Summary of Actions Taken

Career Services
Based on feedback from prior year surveys, discussions with Career & Technical Education programs, and a review of best practices at other institutions, COCC identified several gaps in services associated with career services/counseling. To address these needs, COCC expanded the Career Services Coordinator position from .5 FTE to 1.0 FTE starting in July 2011. This shift allows the Career Services Coordinator expand individual and group career exploration appointments for exploratory students, offer job placement services for current students, and career search assistance for CTE students readying for graduation, periodically teach HD110: Career Planning and expand services to the Redmond campus. Since this position has only been full time for a limited period, net results cannot yet be measured but staff plan to begin this process 2012-13.

Academic Advising
While additional assessment is needed to better understand progress towards some of the advising outcomes, CAP Services participated in or coordinated several projects which contribute to student educational planning (outcomes 2.1 and 2.2). Examples of these initiatives include implementation of GradTracks, a real-time, interactive degree audit and planning tool; transfer course articulation so that all transfer courses can be appropriately used in degree planning; expansion of advising services in Redmond, Madras and Prineville; additional evening and drop-in advising hours; and an upcoming redesign of new student advising materials ("Bobcat Book").

Personal Counseling
Due to student demand demonstrated through a backlog of appointments, counseling hours were expanded from 1,100 available hours annually to 1,400 hours in 2010-11. Services are offered one evening a week in conjunction with other student services. Review of counseling services provided positive feedback and as such, COCC continues to offer services in the same format and capacity as prior years

Placement Testing
In order to make progress towards placement testing outcomes, and given significant growth in the volume of placement testing during the previous five years, COCC added a .75 FTE Placement Testing Coordinator position beginning in September 2011 (previously, placement testing coordination was approximately 20% of the director and other staffs' responsibility). Prior to and as part of this change, COCC added placement testing in Prineville, Madras and Redmond; trialed "drop-in" placement testing services; increased evening and weekend testing options in Redmond; expanded testing in support of new student advising days; and transitioned to the AccuPlacer placement test (previous version was Compass). Additionally, to provide students ready access to placement test scheduling, COCC recently implemented an online reservation system which allows students to schedule their placement test electronically (and 24/7/365), but also screens a student's appointment request to ensure they have met pre-testing requirements such as being admitted and paying the application fee.

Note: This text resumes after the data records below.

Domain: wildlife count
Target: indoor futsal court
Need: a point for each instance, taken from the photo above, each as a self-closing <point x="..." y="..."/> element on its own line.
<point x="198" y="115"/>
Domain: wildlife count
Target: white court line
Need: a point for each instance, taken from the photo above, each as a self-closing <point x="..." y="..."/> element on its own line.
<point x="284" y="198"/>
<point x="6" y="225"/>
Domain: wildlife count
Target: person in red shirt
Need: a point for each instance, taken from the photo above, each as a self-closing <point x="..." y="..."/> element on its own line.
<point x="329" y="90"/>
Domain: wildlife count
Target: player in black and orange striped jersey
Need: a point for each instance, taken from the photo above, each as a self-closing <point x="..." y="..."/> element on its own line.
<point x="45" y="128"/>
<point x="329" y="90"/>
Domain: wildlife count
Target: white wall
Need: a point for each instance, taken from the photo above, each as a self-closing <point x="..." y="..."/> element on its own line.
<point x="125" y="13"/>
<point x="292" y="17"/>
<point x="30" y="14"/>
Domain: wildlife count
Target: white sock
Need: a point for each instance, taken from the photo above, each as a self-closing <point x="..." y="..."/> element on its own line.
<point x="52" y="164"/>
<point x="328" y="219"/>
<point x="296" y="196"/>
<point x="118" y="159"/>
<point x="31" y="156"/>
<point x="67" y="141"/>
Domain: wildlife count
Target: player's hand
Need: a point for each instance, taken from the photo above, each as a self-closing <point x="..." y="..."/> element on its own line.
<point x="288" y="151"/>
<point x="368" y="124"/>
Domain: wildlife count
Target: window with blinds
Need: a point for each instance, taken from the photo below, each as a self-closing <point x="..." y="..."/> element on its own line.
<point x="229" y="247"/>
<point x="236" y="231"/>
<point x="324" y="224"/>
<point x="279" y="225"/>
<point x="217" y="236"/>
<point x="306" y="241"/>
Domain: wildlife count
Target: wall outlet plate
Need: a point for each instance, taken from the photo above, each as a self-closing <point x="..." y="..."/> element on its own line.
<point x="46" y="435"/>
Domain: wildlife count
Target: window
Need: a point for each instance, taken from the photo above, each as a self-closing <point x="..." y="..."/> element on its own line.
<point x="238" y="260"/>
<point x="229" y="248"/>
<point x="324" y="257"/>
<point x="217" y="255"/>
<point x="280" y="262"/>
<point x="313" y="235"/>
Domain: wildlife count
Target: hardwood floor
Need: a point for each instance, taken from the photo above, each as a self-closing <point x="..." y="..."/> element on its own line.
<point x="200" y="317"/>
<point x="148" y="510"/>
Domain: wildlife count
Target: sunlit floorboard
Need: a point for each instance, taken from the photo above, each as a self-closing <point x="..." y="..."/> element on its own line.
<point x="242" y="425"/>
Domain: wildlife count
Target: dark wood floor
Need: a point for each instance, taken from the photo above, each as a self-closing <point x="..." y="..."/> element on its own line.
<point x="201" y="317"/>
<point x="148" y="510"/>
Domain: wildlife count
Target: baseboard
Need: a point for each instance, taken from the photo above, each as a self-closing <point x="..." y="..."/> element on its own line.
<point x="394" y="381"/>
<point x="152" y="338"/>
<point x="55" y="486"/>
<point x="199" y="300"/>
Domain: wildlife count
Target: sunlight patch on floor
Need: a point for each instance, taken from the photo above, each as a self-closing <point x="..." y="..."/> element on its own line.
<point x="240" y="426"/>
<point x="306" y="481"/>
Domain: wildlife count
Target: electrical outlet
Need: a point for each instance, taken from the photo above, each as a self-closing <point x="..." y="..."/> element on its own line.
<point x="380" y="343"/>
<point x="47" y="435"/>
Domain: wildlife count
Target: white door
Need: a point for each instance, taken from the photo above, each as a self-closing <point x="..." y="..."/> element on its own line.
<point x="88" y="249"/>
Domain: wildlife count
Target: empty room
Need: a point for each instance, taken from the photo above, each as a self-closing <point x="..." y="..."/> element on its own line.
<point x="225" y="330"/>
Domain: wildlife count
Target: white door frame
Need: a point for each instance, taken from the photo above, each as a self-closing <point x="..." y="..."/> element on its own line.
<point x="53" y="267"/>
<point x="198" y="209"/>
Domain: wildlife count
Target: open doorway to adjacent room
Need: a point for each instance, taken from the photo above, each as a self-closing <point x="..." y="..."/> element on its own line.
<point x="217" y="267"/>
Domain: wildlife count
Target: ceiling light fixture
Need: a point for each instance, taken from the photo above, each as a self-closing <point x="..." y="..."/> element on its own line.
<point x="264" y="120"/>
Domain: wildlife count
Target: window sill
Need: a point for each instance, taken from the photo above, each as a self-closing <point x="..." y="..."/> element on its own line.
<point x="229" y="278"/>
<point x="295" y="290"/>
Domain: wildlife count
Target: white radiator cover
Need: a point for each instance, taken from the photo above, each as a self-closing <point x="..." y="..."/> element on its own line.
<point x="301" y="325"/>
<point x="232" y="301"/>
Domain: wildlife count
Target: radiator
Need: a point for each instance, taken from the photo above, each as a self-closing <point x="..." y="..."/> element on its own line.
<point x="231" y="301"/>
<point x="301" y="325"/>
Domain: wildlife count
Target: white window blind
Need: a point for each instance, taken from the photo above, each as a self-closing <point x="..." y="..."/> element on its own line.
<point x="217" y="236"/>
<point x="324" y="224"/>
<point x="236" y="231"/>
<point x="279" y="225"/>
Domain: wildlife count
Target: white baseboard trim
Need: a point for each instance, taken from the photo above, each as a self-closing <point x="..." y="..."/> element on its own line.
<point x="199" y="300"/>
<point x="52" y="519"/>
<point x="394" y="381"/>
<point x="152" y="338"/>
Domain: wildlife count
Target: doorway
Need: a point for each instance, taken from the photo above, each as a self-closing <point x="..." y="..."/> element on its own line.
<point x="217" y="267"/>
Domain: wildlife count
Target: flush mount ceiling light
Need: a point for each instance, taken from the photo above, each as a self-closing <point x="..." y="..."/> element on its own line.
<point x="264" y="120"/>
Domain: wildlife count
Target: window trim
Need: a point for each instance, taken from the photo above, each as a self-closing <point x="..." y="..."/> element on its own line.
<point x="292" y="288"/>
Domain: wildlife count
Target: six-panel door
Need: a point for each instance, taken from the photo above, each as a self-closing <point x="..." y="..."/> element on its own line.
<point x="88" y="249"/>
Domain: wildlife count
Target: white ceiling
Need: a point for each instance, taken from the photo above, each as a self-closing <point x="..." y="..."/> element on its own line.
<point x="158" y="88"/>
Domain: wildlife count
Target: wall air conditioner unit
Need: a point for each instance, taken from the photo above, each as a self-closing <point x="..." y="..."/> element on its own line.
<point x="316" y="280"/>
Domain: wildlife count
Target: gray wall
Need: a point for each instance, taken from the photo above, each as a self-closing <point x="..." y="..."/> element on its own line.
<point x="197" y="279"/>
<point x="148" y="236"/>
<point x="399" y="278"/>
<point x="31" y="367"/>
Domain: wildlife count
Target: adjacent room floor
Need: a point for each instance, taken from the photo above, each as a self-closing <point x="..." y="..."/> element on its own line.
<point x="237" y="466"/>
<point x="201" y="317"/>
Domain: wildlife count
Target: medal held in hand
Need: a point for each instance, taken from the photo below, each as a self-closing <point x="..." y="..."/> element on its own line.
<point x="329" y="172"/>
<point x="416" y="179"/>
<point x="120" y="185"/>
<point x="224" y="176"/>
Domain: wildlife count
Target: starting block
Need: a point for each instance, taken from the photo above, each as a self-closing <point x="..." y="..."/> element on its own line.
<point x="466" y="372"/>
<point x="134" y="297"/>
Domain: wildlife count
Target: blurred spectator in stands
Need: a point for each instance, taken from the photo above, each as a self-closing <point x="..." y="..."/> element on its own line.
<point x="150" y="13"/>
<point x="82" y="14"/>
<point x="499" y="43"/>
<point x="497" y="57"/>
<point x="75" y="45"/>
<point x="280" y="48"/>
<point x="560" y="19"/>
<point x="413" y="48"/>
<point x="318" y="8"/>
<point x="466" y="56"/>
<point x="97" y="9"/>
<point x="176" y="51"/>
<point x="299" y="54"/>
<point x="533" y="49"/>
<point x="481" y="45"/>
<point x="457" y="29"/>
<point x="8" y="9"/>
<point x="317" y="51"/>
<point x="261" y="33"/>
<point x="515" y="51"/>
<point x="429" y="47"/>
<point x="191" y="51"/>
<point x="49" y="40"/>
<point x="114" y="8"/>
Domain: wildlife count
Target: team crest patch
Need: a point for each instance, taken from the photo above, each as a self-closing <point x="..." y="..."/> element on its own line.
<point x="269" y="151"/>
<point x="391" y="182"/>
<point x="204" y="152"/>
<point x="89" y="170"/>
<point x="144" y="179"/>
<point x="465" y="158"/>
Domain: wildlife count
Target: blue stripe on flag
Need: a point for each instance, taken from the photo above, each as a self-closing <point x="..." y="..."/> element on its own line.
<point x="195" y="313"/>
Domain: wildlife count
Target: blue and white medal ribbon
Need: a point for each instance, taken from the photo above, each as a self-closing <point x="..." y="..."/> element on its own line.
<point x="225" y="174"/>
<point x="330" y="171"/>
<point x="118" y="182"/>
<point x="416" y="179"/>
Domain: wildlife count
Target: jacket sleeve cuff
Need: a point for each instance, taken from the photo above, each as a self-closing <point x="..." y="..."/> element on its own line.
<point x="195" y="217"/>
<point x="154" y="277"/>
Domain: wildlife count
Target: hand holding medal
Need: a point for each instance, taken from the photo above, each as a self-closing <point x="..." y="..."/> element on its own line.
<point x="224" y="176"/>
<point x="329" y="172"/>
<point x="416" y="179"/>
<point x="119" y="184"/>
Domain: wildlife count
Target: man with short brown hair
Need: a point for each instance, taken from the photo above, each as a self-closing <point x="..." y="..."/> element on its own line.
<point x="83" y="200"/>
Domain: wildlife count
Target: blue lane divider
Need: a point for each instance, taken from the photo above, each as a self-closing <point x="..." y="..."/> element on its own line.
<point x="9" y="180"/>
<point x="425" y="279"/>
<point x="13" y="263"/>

Assessment Work in Development

The Student Services Division is currently reviewing the best methods to solicit feedback on division-wide needs, albeit through the SENSE Survey (scheduled to be administered at COCC for the first time in fall 2012), a Student Services-specific survey or Student Services-specific focus group. This will allow the Division to holistically evaluate progress towards individual department outcomes, without inundating students with multiple surveys or requests for information. For CAP Services, this will specifically help with outcomes all Career Services areas, as well as with outcomes 2.3 and 3.1.
COCC migrated to a new placement test in June, 2010 and then a new version of the math test in January, 2012. As such, data on accuracy of placement testing scores and appropriateness to course recommendation is limited. Regardless, a validity study to determine efficacy of current cut scores will begin in summer 2012 under the leadership of the Placement Test Coordinator and in partnership with the math and humanities departments.